Julia Transformation

Note: This feature is in preview and available on request via our support.

Julia transformations complement the R and SQL transformations where computations or other operations are too difficult. Common data operations like joining, sorting, or grouping are still easier and faster to do in the SQL Transformations.

Environment

The Julia script is running in an isolated Docker environment. The current Julia version is 1.5.0. We release updates regularly, few weeks after the official release, announcing them on our status page.

When we update a Julia version, we offer — for a limited time — the option to switch to the previous version. You can switch the version in the transformation detail by clicking on the Backend Version label:

Screenshot - Transformations Versions

This feature is intended to help you ‘postpone’ the update to a more convenient time for you in case there are any problems with the new version. You should update the transformation code to the new version soon, as the old version is considered unsupported.

If the Julia label is not displayed, there is no previous version offered. It is still possible to change the version via the API though.

Memory and Processing Constraints

The Docker container running the Julia transformation has 8GB of allocated memory, and the maximum running time is 6 hours. The container is also limited to the equivalent of two Intel Broadwell 2.3 GHz processors.

File Locations

The Julia script itself will be compiled to /data/script.jl. To access your input and output tables, use relative (in/tables/file.csv, out/tables/file.csv) or absolute (/data/in/tables/file.csv, /data/out/tables/file.csv) paths. To access downloaded files, use the in/files/ or /data/in/files/ path. If you want to dig really deep, have a look at the full Common Interface specification. Temporary files can be written to a /tmp/ folder. Do not use the /data/ folder for files you do not wish to exchange with Keboola.

Packages

You can list extra packages in the UI. These packages are installed using the General package registry. Normally, any listed package can be installed. However, some packages have external dependencies that might not be available. Feel free to contact us if you run into problems. When a package is installed, you still need to have a using or import statement in your script.

Screenshot - Package Configuration

The latest versions of packages are always installed at the time of the release (you can check that in the repository). In case your code relies on a specific package version, you can override the installed version by calling, e.g.:

using Pkg
Pkg.add(PackageSpec(name="Example", version="0.3"))

Some packages are already installed in the environment (see the full list); they do not need to be listed in the transformation.

CSV Format

Tables from Storage are imported to the Julia script from CSV files. CSV files can be read by functions from the CSV package. You can read CSV files either to vectors (numbered columns), or to dictionaries (named columns). Your input tables are stored as CSV files in in/tables/ and your output tables are stored in out/tables/.

If you can process the file line-by-line, then the most effective way is to read each line, process it and write it immediately.

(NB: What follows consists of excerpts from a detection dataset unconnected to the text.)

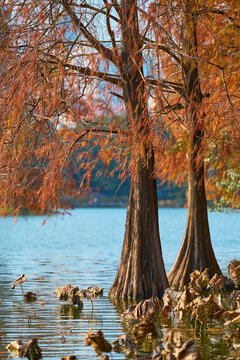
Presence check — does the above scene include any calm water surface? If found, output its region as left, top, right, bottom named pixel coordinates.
left=0, top=209, right=240, bottom=359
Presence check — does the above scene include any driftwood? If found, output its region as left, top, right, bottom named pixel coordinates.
left=161, top=331, right=200, bottom=360
left=85, top=329, right=112, bottom=354
left=121, top=296, right=163, bottom=319
left=133, top=316, right=162, bottom=341
left=112, top=334, right=139, bottom=356
left=6, top=338, right=42, bottom=360
left=78, top=286, right=103, bottom=301
left=228, top=260, right=240, bottom=288
left=54, top=285, right=83, bottom=307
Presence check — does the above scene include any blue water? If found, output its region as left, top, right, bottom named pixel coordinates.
left=0, top=209, right=240, bottom=359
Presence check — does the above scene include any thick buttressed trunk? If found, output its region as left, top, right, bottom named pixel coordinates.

The following example shows how to read and manipulate a CSV file:

using CSV
using DataFrames

infile = "in/tables/source.csv"
outfile = "out/tables/result.csv"
CSV.write(outfile, DataFrame(column1 = String[], column2 = String[]), writeheader = true)
for row in CSV.File(infile)
    # do something with row.column and write a new row

    row = DataFrame(column1 = row.first * "ping", column2 = row.second * 42)
    CSV.write(outfile, row, writeheader = false, append = true)
end

Local Development Tutorial

To develop and debug Julia transformations, we recommend that you use the Sandbox feature. It gives you an environment very similar to the transformations out of the box.

If you want to develop the transformation code on your local machine, you can do so by replicating the execution environment. You just need to have Julia installed, preferably the same version as us.

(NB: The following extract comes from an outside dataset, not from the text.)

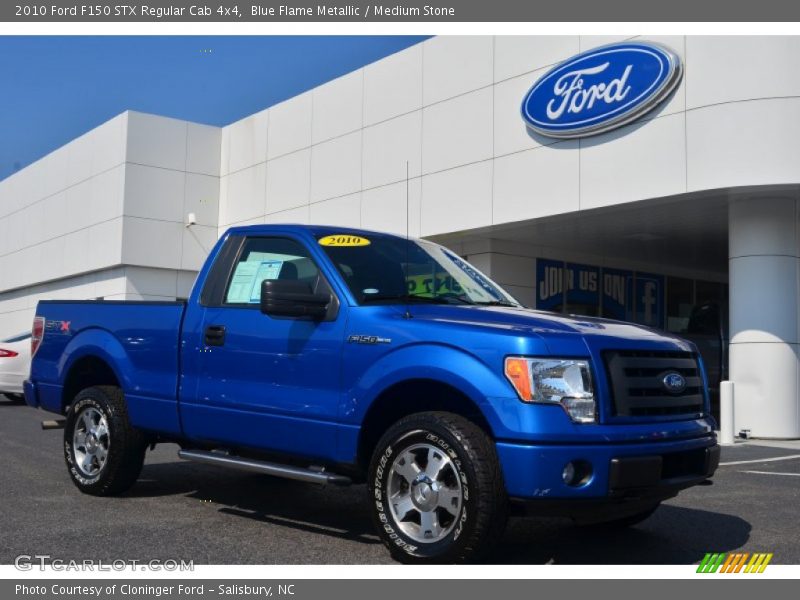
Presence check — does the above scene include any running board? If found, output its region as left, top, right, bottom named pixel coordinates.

All you need to do to simulate the input and output mapping is create the right directories with the right files. The following image shows the directory structure:

Screenshot - Data folder structure

The script itself is expected to be in the data directory; its name is arbitrary. It is possible to use relative directories so that you can move the script to a transformation with no changes. To develop a Julia transformation that takes a sample CSV file locally, follow these steps:

  • Put the Julia code into a file, for example, script.jl, in the working directory.
  • Put all the input mapping tables inside the in/tables subdirectory of the working directory.
  • If using binary files, place them inside the in/user subdirectory of the working directory, and make sure that their name has no extension.
  • Store the result CSV files inside the out/tables subdirectory.

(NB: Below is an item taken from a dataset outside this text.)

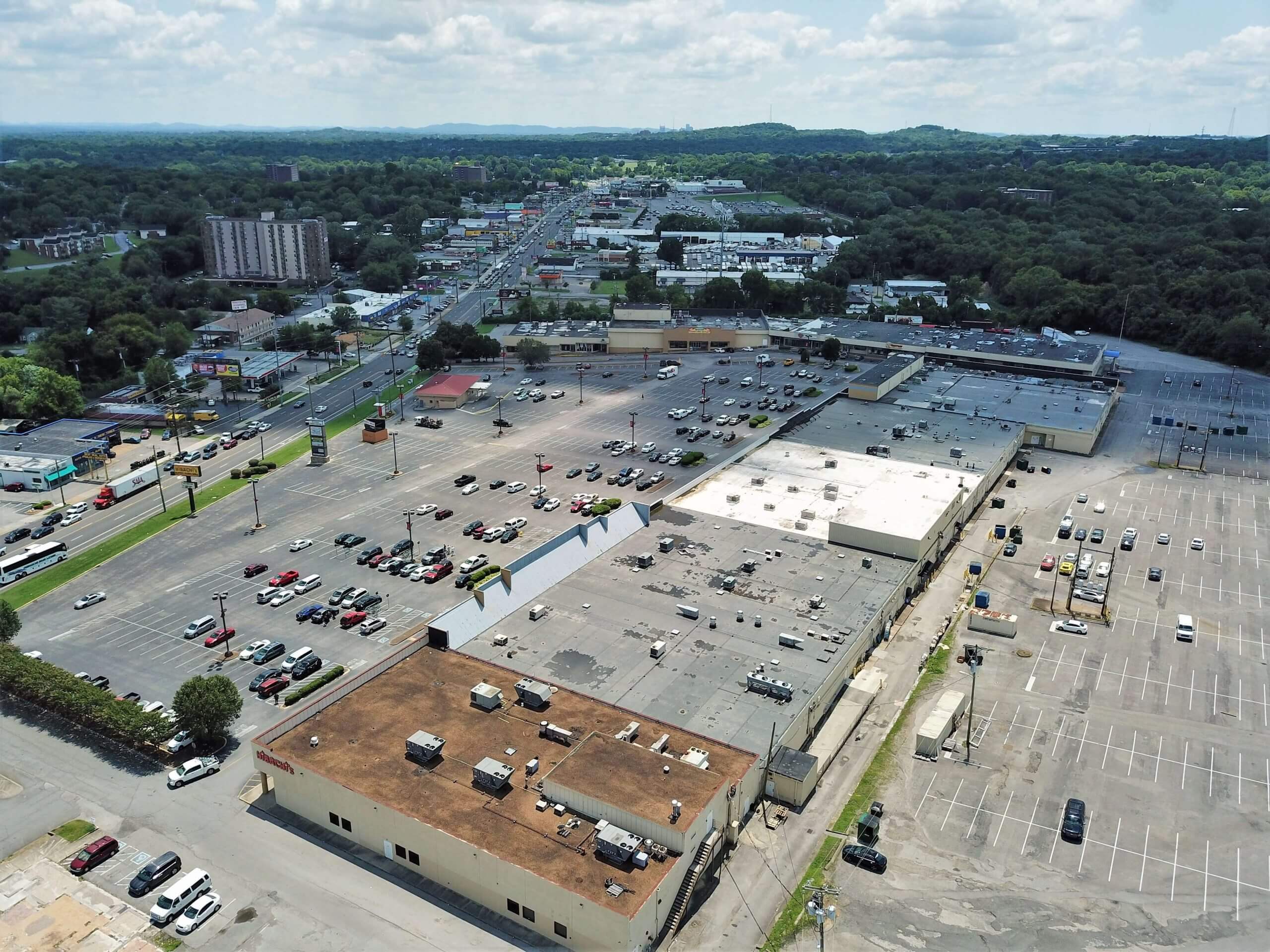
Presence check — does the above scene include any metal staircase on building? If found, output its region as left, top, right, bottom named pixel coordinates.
left=665, top=828, right=723, bottom=939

Use the above sample script. A finished example of the script is attached below in data.zip. Download it and test the script in your local Julia installation. The output file result.csv will be created. This script can be used in your transformations without any modifications. All you need to do is

  • create a table in Storage by uploading the sample CSV file),
  • create an input mapping from that table, setting its destination to source.csv (as expected by the Julia script),
  • create an output mapping from result.csv (produced by the Julia script) to a new table in your Storage,
  • copy & paste the above script into the transformation code, and finally,
  • save and run the transformation.

Screenshot - Sample Input Output Mapping

Going Further

The above steps are usually sufficient for daily development and the debugging of moderately complex Julia transformations, although they do not reproduce the transformation execution environment exactly. To create a development environment with the exact same configuration as the transformation environment, use our Docker image.